New prototype materials for an unreleased Sony game, including a brief trailer and pitch deck, were recently shared by Obscure Games on YouTube and archive.org. Titled “Stamp,” the project aimed to be a 2D action platformer for the PlayStation Portable where PlayStation button symbols (square, triangle, circle, X) were used to navigate obstacles and create new structures in the environment.

Triangle would hurt enemies, circle would create bouncy objects, square would create platforms, and X would act as the delete button for objects. The story, meanwhile, revolved around a hero called Stampie rescuing his bug friends and family from the nasty oil bugs that had captured them. The game would also feature a multiplayer mode with co-op puzzles or battles where players tried to outlast one another.

“It’s like LocoRoco mixed with Freakyforms from 3DS,” remarked one fan on Reddit. “I love it and want it.”

But the PSP game obviously never came out. It presumably never got past certain internal review gates needed to greenlight the entire product. While it’s impossible to tell why that was from the prototype materials, the pitch deck shows the types of concerns that go into making that type of decision, at least for a small, first-party portable game back in 2010.

A production schedule estimates the time and costs to complete the game and localize it (roughly 12 months and $3 million). A business case section projects break-even points for unit sales and the expected return on investment at various levels of marketing spend. It also points to other “Kawaii taste” games on the market and their respective sales numbers to give a ballpark, including Pokémon Heart Gold and Soul Silver at 2.8 million copies and LittleBigPlanet at 2.5 million copies.

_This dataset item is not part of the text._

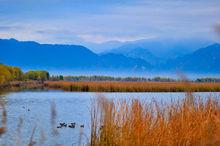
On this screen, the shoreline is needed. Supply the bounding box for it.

Much of the pitch deck is just charts showing how many copies the game would need to sell at various price points and marketing budgets in order to break even or exceed certain levels of return on investment. Apparently, the people making the call didn’t think the math panned out. The game itself seemed like a neat idea, though maybe too small stakes for where Sony’s first-party ambitions were going.

Japan Studio was ultimately shut down in 2021 and its remaining teams spun off into other divisions, including Team Asobi which produced last year’s imaginative hit Astro Bot. Still, Stamp is exactly the type of smaller whimsical experiment we don’t see as often from Sony these days, in part because it no longer has a gaming handheld to sell them on. Maybe that will change if the company ships the new portable gaming device it’s reportedly working on.